Consider now the apostle’s next words, thereby killing the hostility. What an ironic use of wording! The hostility that existed between Jew and Gentile has now been killed by the blood of Christ upon the cross. In order to bring us peace, Christ was far from peaceful with our sin. The violence of conflict is swallowed up by a violent redemption. We rightly stand in an awestruck wonder at the horror and beauty of the cross. There, indeed, does “sorrow and love flow mingled down!”

Verse 17 crucially notes the ministry of the gospel reaching out to both Jews (those who were near) and Gentiles (you who were far off). The word of Christ was preached to both peoples (at the command of Jesus Himself), which resulted in the faith of both. Both have heard the good news of salvation through Jesus Christ, and through him we both have access in one Spirit to the Father. Aside from being another beautiful image of the Trinity, verse 18 is the foundation of unity within the church. Through the work of Christ, we are given one Spirit who then brings us before the Father. This is the unity of God’s people, Jew or Gentile. We are knitted together in this loving work of our Triune God.

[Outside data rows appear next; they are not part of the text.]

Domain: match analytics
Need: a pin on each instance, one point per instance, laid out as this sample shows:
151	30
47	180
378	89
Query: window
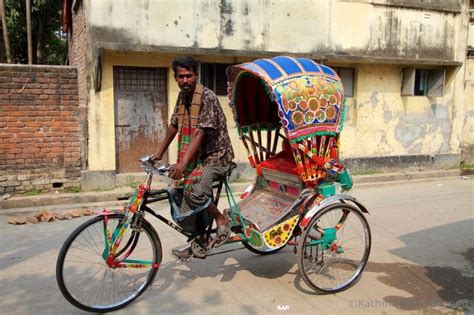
347	79
419	82
213	75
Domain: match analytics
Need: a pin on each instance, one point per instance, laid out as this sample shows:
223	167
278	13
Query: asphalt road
422	261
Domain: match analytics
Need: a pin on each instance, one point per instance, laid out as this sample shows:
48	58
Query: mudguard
318	206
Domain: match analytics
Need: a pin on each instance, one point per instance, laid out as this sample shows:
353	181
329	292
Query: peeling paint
373	99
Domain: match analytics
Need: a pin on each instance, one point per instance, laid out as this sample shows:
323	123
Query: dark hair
186	62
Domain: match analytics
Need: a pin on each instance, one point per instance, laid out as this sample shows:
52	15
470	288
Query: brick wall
39	124
78	58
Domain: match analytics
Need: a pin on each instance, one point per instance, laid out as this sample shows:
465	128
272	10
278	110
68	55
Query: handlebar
148	165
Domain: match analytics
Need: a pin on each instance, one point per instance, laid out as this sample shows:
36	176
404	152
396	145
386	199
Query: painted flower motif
323	102
277	240
303	105
292	105
331	112
297	118
309	117
320	115
313	104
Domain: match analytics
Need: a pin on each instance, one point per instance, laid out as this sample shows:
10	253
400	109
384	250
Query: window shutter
436	83
408	81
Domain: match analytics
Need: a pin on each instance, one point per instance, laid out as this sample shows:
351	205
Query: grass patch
102	189
367	172
72	189
33	192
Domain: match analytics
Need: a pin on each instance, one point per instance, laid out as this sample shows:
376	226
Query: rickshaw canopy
306	98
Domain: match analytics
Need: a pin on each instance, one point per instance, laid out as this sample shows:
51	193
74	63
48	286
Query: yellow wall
382	122
101	106
379	121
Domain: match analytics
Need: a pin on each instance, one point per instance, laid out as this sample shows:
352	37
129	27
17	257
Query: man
204	149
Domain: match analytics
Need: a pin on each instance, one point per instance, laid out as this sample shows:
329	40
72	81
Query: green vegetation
49	43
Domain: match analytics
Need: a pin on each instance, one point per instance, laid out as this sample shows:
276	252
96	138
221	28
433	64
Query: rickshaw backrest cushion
282	161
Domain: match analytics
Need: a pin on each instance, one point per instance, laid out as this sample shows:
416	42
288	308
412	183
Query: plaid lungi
197	194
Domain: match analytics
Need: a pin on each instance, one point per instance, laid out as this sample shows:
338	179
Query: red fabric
282	161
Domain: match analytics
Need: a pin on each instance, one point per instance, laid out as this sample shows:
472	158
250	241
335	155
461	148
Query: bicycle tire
342	258
89	296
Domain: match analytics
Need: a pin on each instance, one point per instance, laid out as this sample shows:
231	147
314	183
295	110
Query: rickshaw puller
204	149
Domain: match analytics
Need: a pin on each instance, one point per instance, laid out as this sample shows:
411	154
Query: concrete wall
388	30
376	37
467	145
39	140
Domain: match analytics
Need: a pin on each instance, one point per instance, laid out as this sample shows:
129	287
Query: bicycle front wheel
334	248
86	280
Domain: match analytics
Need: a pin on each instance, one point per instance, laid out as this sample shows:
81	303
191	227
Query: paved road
422	260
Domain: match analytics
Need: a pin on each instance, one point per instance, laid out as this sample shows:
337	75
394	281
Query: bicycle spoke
89	281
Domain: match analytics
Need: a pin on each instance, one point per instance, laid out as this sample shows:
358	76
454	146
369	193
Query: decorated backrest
301	97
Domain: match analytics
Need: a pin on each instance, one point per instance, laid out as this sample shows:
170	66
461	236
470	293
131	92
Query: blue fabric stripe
253	68
327	70
287	64
308	65
269	68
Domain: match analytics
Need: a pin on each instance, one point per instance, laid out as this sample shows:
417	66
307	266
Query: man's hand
176	171
156	158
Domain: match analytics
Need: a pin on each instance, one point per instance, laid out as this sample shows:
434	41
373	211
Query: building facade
404	65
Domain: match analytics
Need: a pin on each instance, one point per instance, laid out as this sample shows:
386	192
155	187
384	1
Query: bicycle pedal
186	260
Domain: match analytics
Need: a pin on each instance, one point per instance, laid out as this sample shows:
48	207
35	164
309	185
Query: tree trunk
28	31
39	39
5	31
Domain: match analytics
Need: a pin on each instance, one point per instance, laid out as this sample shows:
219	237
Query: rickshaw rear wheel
334	248
261	252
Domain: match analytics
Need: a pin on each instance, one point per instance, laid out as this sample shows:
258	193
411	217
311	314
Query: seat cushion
282	161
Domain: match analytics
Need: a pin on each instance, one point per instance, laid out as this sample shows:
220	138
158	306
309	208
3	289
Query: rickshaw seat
283	161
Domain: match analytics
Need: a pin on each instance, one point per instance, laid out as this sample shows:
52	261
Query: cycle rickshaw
289	113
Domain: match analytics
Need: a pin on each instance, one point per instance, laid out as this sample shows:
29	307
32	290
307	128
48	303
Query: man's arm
170	134
177	171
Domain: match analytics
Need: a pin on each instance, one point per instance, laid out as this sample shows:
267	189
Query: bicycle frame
134	213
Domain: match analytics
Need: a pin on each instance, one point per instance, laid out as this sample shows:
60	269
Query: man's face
186	79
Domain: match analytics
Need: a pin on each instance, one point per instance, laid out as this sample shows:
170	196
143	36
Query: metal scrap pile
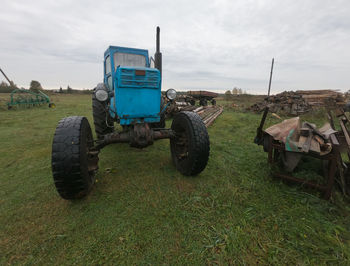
298	102
288	141
209	113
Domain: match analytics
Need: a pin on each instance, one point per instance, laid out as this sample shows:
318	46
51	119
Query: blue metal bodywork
137	90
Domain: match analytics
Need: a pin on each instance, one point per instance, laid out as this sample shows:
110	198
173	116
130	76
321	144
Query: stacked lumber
299	102
288	102
322	97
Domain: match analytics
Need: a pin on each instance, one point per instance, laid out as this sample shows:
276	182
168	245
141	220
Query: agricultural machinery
131	96
26	98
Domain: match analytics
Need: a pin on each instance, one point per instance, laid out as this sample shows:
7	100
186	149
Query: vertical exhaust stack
158	54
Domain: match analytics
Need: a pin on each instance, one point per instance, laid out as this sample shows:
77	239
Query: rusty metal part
138	136
259	131
332	157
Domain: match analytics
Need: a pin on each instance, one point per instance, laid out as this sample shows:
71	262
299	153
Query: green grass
142	211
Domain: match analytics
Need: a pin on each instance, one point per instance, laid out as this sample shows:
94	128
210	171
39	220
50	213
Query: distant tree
228	95
35	86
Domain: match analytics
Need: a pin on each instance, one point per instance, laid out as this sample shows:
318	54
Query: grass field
142	211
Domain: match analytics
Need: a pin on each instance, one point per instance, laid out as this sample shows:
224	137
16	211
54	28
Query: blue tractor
131	96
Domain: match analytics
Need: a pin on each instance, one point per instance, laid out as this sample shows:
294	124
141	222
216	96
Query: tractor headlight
171	94
101	95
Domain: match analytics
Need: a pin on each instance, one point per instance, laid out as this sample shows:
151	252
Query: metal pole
273	60
6	76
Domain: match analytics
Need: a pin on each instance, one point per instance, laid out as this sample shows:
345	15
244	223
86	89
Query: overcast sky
205	44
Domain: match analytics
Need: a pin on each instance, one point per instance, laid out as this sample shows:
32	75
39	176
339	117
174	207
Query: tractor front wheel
190	146
73	163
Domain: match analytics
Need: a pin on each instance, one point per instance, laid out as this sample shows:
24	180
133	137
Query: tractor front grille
128	78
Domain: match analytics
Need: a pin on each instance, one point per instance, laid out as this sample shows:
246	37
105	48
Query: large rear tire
103	122
190	147
73	164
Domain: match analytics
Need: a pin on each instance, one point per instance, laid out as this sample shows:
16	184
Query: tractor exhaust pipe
158	54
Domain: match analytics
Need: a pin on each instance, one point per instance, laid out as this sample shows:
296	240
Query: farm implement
26	98
130	96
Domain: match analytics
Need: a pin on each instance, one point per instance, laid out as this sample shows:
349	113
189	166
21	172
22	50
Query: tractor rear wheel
190	146
203	102
103	122
73	163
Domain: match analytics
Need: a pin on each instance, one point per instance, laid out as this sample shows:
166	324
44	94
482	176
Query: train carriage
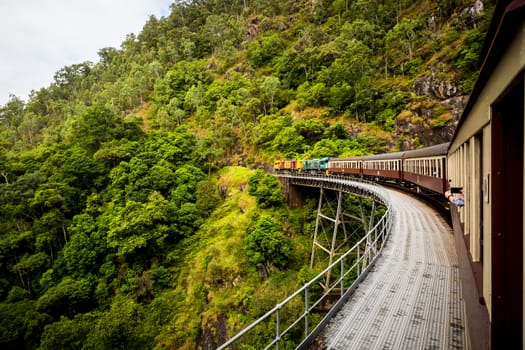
426	167
345	166
486	158
383	165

Next week as we finished the chapter, we will continue onward with God’s plan to build His united church, but for the remainder of our time, I would like to address some points of application.

The Jew-Gentile division of the New Testament period is fairly easy for us to ignore today. The church is largely composed of Gentiles, as has been the case for nearly two thousand years now. Thus, we may often forget that the inclusion of Gentiles into God’s people was a “mystery hidden for ages in God” (3:10). Our status as becoming “fellow heirs, members of the same body, and partakers of the promise in Christ Jesus” (3:6) was a massive and seismic shift. So great was divide between these peoples that only Christ could mend it.

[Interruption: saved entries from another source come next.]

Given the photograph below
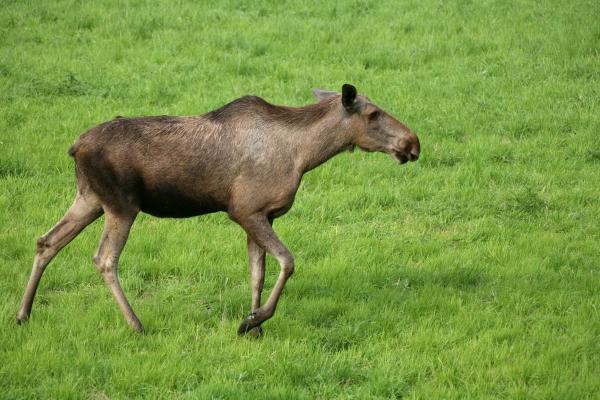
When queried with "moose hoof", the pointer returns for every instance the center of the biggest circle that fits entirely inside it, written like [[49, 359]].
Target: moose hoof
[[250, 325], [255, 332], [22, 318]]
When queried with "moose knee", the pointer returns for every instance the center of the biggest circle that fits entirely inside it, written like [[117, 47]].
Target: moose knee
[[44, 248], [106, 267]]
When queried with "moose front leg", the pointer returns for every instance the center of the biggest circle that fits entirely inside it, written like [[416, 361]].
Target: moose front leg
[[258, 228], [256, 265]]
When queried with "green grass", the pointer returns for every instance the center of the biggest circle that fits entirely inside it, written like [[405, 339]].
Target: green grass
[[473, 273]]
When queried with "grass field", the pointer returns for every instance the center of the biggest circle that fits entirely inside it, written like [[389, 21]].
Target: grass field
[[473, 273]]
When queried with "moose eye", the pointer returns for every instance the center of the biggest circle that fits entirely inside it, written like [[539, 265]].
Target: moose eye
[[374, 115]]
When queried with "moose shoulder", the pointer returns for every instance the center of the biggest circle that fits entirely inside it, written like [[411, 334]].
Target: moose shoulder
[[246, 158]]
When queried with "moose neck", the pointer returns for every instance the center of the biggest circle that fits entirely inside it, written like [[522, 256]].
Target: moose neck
[[329, 135]]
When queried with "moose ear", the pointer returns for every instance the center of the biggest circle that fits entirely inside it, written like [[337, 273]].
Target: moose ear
[[349, 97], [323, 94]]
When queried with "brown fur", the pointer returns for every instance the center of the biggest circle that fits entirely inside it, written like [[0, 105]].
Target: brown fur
[[246, 158]]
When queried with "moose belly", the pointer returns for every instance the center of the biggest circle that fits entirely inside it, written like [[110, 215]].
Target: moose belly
[[170, 201]]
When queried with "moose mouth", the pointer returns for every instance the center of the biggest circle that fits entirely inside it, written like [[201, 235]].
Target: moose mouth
[[402, 157]]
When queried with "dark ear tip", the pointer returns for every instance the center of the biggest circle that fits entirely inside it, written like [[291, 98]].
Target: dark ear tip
[[348, 88], [348, 96]]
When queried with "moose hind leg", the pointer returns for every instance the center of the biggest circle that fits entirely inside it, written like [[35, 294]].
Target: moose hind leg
[[84, 211], [116, 232], [256, 263]]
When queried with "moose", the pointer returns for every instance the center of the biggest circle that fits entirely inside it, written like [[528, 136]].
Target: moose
[[246, 158]]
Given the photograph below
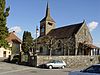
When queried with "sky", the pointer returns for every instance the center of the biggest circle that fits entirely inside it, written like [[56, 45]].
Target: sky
[[25, 15]]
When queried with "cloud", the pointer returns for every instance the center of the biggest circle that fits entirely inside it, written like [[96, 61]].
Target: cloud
[[92, 25], [17, 29]]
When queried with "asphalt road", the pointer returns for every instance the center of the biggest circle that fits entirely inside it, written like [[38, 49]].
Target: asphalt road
[[37, 72], [13, 69]]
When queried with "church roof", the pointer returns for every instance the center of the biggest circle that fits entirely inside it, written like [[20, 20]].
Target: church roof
[[47, 16], [66, 31], [13, 38]]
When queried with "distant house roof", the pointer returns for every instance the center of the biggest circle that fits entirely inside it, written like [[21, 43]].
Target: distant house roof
[[66, 31], [13, 38]]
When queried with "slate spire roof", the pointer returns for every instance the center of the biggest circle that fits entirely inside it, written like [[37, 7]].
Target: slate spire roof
[[66, 31], [47, 16]]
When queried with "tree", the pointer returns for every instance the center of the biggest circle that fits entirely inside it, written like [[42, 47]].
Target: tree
[[3, 28], [27, 42]]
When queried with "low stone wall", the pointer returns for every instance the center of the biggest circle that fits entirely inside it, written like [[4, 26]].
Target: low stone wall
[[71, 61]]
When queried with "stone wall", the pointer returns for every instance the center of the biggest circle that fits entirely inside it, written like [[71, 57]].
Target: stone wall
[[71, 61]]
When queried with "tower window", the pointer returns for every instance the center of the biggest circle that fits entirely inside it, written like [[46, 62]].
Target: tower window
[[49, 23]]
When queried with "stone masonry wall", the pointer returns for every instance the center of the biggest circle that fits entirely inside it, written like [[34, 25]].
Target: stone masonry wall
[[71, 61]]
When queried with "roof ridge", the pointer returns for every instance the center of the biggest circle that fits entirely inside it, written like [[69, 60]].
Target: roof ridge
[[69, 25]]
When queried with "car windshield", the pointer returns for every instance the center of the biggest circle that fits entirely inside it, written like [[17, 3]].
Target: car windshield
[[93, 69]]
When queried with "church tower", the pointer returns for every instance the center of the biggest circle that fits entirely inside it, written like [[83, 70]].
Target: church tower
[[47, 23]]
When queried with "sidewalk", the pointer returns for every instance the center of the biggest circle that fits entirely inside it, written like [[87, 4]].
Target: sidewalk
[[7, 67]]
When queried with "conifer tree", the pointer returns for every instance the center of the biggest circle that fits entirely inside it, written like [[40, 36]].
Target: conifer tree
[[4, 13]]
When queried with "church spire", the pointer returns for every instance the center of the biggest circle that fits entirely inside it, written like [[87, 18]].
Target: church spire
[[47, 11]]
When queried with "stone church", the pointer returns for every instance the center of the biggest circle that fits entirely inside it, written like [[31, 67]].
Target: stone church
[[72, 39]]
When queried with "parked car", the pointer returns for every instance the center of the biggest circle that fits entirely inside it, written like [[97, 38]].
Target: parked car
[[15, 59], [54, 64], [92, 70]]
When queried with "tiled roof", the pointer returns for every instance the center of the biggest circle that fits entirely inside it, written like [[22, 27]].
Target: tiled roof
[[13, 38], [66, 31]]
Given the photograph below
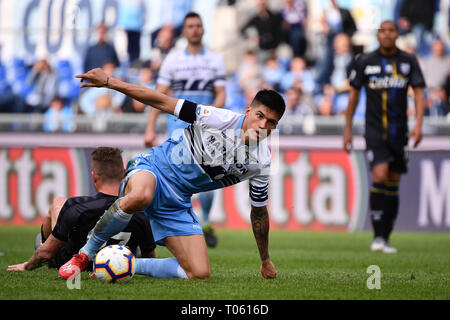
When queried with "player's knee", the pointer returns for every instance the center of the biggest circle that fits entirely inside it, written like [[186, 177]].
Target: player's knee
[[141, 198], [199, 273]]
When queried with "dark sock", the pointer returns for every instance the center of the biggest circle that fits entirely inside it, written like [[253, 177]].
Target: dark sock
[[376, 206], [391, 208]]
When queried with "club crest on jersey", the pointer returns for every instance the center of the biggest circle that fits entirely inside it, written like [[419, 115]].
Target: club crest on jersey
[[203, 111], [372, 69], [405, 67]]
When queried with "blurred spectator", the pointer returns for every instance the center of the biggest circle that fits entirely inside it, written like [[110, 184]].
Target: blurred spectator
[[417, 16], [131, 17], [342, 59], [9, 102], [172, 15], [249, 73], [268, 26], [298, 73], [101, 52], [325, 101], [96, 101], [436, 68], [273, 73], [58, 117], [294, 14], [335, 20], [43, 81], [146, 79], [297, 103], [164, 41]]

If this is true for Jews and Gentiles, how much more for all other divisions? It is quite popular today to state that we have never been more polarized, that we have never been more divided. While I do not agree with that sentiment entirely, I do agree with the blatant polarization around us; however, if you spend any moderate amount of time studying history, you will rapidly see that division and disunity are the status quo of humanity. In fact, historical moments of unity are widely remembered for just that reason: they were historical and uncommon.

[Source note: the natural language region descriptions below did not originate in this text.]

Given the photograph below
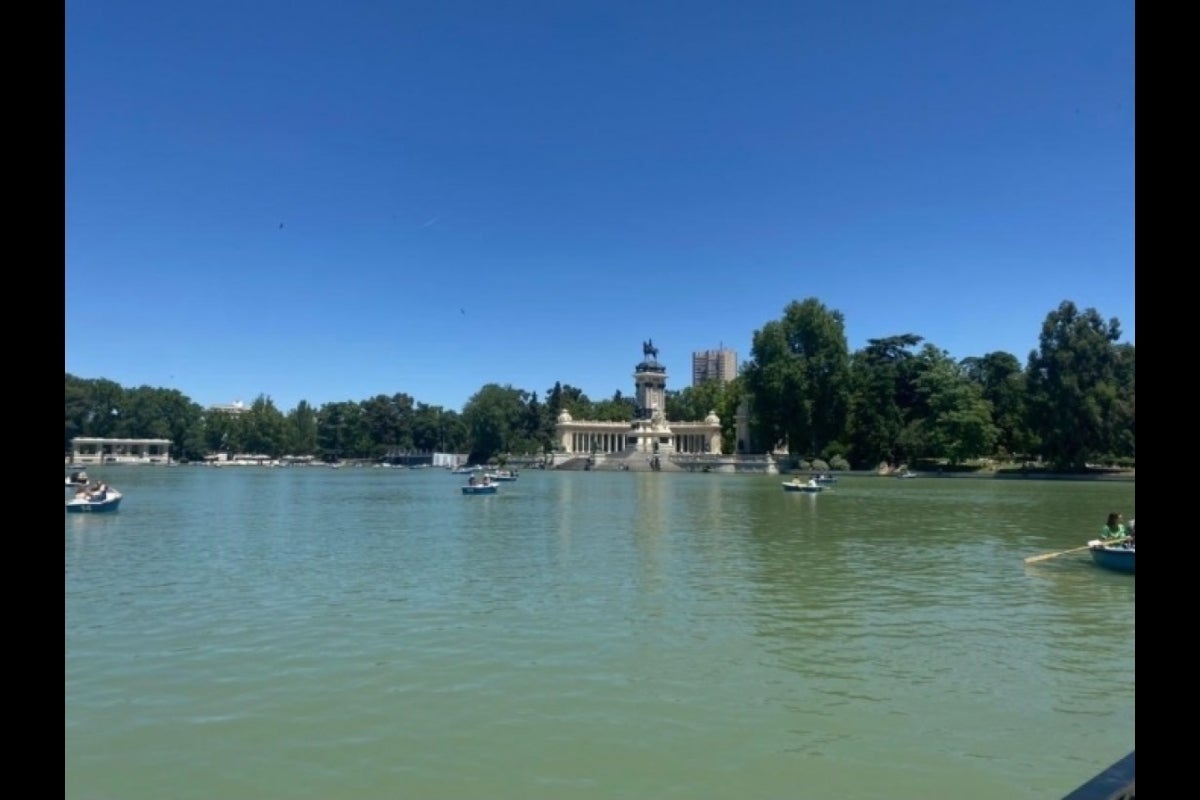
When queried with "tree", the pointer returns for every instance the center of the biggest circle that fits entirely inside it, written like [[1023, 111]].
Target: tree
[[798, 378], [881, 376], [300, 431], [492, 415], [1075, 386], [1001, 382], [958, 423]]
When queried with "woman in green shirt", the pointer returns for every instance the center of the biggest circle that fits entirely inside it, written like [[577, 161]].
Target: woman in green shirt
[[1114, 528]]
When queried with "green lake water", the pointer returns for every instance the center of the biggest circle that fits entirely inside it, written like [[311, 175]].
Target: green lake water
[[318, 633]]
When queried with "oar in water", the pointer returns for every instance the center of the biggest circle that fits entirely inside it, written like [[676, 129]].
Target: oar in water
[[1035, 559]]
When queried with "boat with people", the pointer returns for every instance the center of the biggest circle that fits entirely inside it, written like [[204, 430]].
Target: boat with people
[[99, 500], [809, 487], [1117, 557]]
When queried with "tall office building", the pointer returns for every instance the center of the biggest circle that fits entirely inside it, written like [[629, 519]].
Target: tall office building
[[714, 365]]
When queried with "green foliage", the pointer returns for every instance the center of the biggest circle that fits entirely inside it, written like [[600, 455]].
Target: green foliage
[[1073, 404], [798, 377], [1080, 388]]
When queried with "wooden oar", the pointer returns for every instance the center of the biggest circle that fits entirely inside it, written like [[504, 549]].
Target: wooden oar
[[1035, 559]]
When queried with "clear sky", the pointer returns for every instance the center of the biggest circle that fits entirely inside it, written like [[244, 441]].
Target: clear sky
[[334, 200]]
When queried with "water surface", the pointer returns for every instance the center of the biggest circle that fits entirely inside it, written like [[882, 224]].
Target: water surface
[[306, 632]]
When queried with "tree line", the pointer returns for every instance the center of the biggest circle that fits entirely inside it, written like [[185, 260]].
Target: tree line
[[898, 400]]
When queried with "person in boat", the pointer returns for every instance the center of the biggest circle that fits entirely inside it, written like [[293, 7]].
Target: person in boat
[[1114, 528]]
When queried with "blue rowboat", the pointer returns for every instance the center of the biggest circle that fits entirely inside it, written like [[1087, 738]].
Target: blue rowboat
[[83, 504], [796, 486], [1117, 558]]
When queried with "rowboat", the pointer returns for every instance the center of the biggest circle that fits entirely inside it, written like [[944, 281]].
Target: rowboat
[[1117, 558], [107, 500]]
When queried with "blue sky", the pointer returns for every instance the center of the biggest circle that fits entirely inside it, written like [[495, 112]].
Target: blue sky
[[334, 200]]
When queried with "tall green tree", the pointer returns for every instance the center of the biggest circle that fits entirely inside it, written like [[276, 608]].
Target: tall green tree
[[798, 377], [883, 391], [957, 423], [1074, 378], [300, 431], [492, 415], [1001, 380]]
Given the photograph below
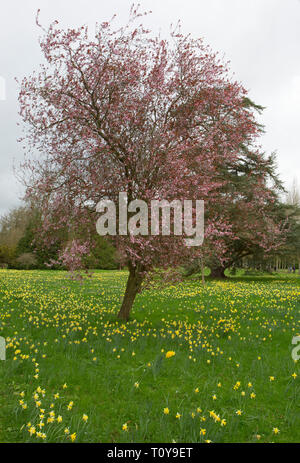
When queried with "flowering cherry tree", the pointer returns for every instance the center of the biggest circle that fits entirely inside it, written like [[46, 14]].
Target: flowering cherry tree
[[121, 110]]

From the moment that Adam and Eve saw that they were naked, a chasm formed within humanity as a result of sin. Babel only sealed this division by adding ethnic dimensions on top of everything. We are separated from one another, politically, culturally, linguistically, and spiritually. The significance of the Holy Spirit’s arrival on Pentecost in Acts 2 ran deeper than being a divine form of Google Translate. It was a reversal of Babel, a visible display of how humanity will now be reunited.

And we can look to nothing else. No political candidate, no humanitarian effort, no legislation, no philosophical or sociological ideology, no technological breakthrough, no treaty or agreement, no system old or new can usher in a united utopia for mankind. Christ alone can reconcile us to one another, just as He alone can reconcile us to the Father. Far from standing apart from the ills of society, the gospel is the only true and lasting solution for them. May we, therefore, reject the tendency to view preaching the gospel and reforming the world around us as two entirely separate notions. Instead, the message of the gospel is the only real bridge to peace, both with God and with fellow man.

So, proclaim it. Preach the good news of Christ, where God provides an open door for doing so. Declare Christ so that former enemies would become much more than friends or colleagues but brothers and sisters within the same family. In Christ alone do we have grace that unites us to our Father and peace that unites us to one another.

[1] Calvin, Commentary on Ephesians.